Sometime in middle school, I’m guessing between 6th and 7th grade, my daughter began isolating in her room more and more. She had friends and was keeping up with schoolwork, so we did the best we could trying to maintain household life with these new developments. When the girls transitioned to high school, she stopped eating dinner with the family and eventually started living on her own schedule, sleeping most of the day and staying up most of the night. At first, she was making it to school and continued to keep up with her work, but then she became more focused on isolation, so she moved into the basement. Her grades plummeted during the first semester of her freshman year, and she struggled a lot with anxiety and depression. That was the 2019-2020 school year, so in March everything closed, and her mental health became unmanageable.

We took her to so many therapists, but we had no idea what we were dealing with. I did not have a strong understanding of mental health issues and how to address them even though I have been doing that in my job for my entire career. It is very different when it is your own child, though. The interesting thing about my daughter is that she has this defense mechanism where she just shuts down and does not communicate. She will assume this flat affect and just stare through you, and when you ask her what’s up, she will snap out of it and go, “What!
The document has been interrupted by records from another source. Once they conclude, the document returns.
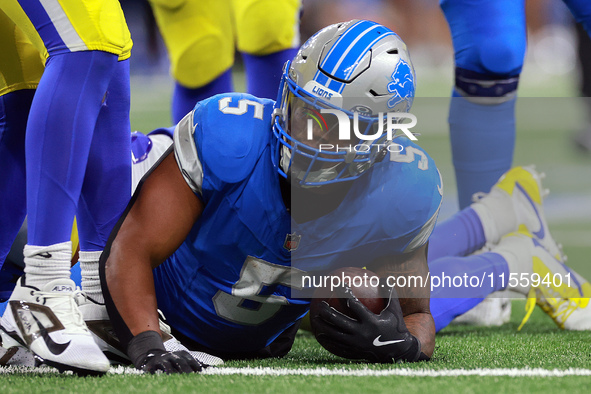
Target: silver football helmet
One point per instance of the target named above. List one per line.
(335, 101)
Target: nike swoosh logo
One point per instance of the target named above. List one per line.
(541, 233)
(377, 342)
(54, 347)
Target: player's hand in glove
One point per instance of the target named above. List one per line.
(381, 338)
(147, 353)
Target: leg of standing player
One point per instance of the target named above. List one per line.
(83, 43)
(20, 71)
(199, 37)
(267, 35)
(489, 41)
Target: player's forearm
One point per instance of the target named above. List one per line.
(422, 326)
(131, 286)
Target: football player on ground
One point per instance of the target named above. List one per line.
(489, 40)
(227, 308)
(77, 162)
(202, 38)
(216, 238)
(209, 235)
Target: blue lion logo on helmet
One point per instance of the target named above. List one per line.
(402, 85)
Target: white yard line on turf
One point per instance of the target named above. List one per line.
(249, 371)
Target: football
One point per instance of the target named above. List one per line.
(363, 283)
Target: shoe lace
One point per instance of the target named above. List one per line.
(65, 308)
(559, 309)
(478, 196)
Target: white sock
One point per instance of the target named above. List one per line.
(46, 263)
(496, 214)
(91, 282)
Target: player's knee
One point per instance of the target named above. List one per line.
(492, 71)
(267, 26)
(202, 61)
(485, 88)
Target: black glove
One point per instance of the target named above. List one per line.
(147, 353)
(381, 338)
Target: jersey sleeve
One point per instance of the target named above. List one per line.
(219, 143)
(185, 153)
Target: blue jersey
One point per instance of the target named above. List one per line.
(229, 285)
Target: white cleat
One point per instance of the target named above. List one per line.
(97, 320)
(50, 324)
(515, 204)
(547, 282)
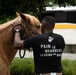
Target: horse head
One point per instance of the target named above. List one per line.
(31, 24)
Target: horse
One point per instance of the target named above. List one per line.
(7, 51)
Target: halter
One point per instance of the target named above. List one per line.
(31, 32)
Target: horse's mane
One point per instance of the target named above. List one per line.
(32, 18)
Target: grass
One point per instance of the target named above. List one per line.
(26, 67)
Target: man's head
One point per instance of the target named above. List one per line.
(48, 24)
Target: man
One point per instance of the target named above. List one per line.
(47, 48)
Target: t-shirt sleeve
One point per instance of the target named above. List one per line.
(27, 44)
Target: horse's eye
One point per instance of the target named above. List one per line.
(37, 26)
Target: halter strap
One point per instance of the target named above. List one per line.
(32, 31)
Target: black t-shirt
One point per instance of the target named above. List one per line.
(47, 50)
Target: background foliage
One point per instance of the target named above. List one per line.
(26, 66)
(10, 7)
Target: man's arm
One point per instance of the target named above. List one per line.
(18, 43)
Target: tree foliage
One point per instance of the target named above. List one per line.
(65, 2)
(10, 7)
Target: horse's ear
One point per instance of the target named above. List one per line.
(24, 17)
(17, 13)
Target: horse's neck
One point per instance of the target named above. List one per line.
(7, 51)
(3, 26)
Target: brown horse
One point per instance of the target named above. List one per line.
(7, 51)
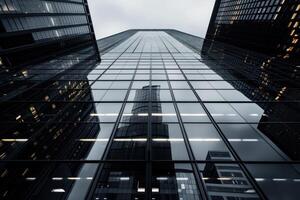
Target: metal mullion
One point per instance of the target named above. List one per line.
(201, 187)
(149, 141)
(249, 176)
(109, 144)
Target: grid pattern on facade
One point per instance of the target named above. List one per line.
(254, 10)
(163, 103)
(154, 120)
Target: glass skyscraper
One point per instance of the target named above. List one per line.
(154, 120)
(165, 115)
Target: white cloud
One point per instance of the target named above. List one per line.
(113, 16)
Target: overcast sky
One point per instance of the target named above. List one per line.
(113, 16)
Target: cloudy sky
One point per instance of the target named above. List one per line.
(113, 16)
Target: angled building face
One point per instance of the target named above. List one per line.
(154, 120)
(35, 29)
(270, 27)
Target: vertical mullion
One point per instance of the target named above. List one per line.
(108, 146)
(198, 178)
(250, 178)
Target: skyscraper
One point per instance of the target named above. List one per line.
(270, 27)
(154, 120)
(36, 29)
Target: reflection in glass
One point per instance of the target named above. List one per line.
(174, 181)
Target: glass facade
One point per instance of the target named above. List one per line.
(34, 29)
(154, 120)
(270, 27)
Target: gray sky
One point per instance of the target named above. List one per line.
(113, 16)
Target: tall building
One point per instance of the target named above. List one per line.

What!?” in an agitated manner… The therapists we initially sought out did not jive with this approach and told us that they would not work with her if she was not willing to work with them. I was under the impression that most people don’t necessarily want to work with a new therapist, but they learn how, and it gets easier, but these therapists wanted her to be past that first part.

She continued to struggle through the 2020-2021 school year, and we continued to look for therapists. During this point in time, her interest in school dropped to nearly zero. She constantly watched youtube videos on things that interest her: sustainable agriculture, clean eating, minecraft, roblox, and a healthy dose of news and current events, most leaning to the left-to-far-left politically. None of this was done with any joy. She dropped so much weight. She stopped hanging out with friends. She stopped shopping for clothes and going outside. On a vacation to the Outer Banks during the summer of 2021, my wife went into the bedroom where my daughter was sleeping, and when she put her hand on our daughter’s hip to gently shake her awake, she felt the sharpness of the bone protruding through skin and came to the realization that this little girl was starving herself.

Our daughter denied any disordered eating, but did agree to go into an outpatient program for depression, anxiety, etc. in November of 2021. She had already missed so much school and just continued to miss more while in the program. She tried while at the outpatient program, and she was able to get caught up on a lot of school work, but her mental health did not improve. We also adopted a tortie kitten at this time, which our daughter named Tofu. The kitten pretty much adopted this stuggling little girl, and became her constant companion when she was home. They slept together and hung out reading or watching youtube videos. Times were a little brighter.

Later, our daughter admitted that she was at about rock bottom during Christmas of 2021. She stayed in the basement obsessing over whatever she had eaten that day, pacing and crying, consumed in a fear and distress that she couldn’t understand. She avoided family as adeptly as she could and held us off with sarcasm and a general foul malaise.

In early February, sweet Tofu munched a lily that I bought my wife as a romantic gesture and died of liver failure. Or maybe it was kidney failure.

On March 25, 2022, after a few weeks of debate, then planning, then action, at a tiny airport in Durango, Colorado, I said goodbye to my daughter as she walked away with a young man and woman I had never met before. They would stop at a local restaurant, then a clinic to draw my daughter’s blood, then they would drive for hours and hours until they reached a base camp in the deserts of Utah, somewhere near Moab.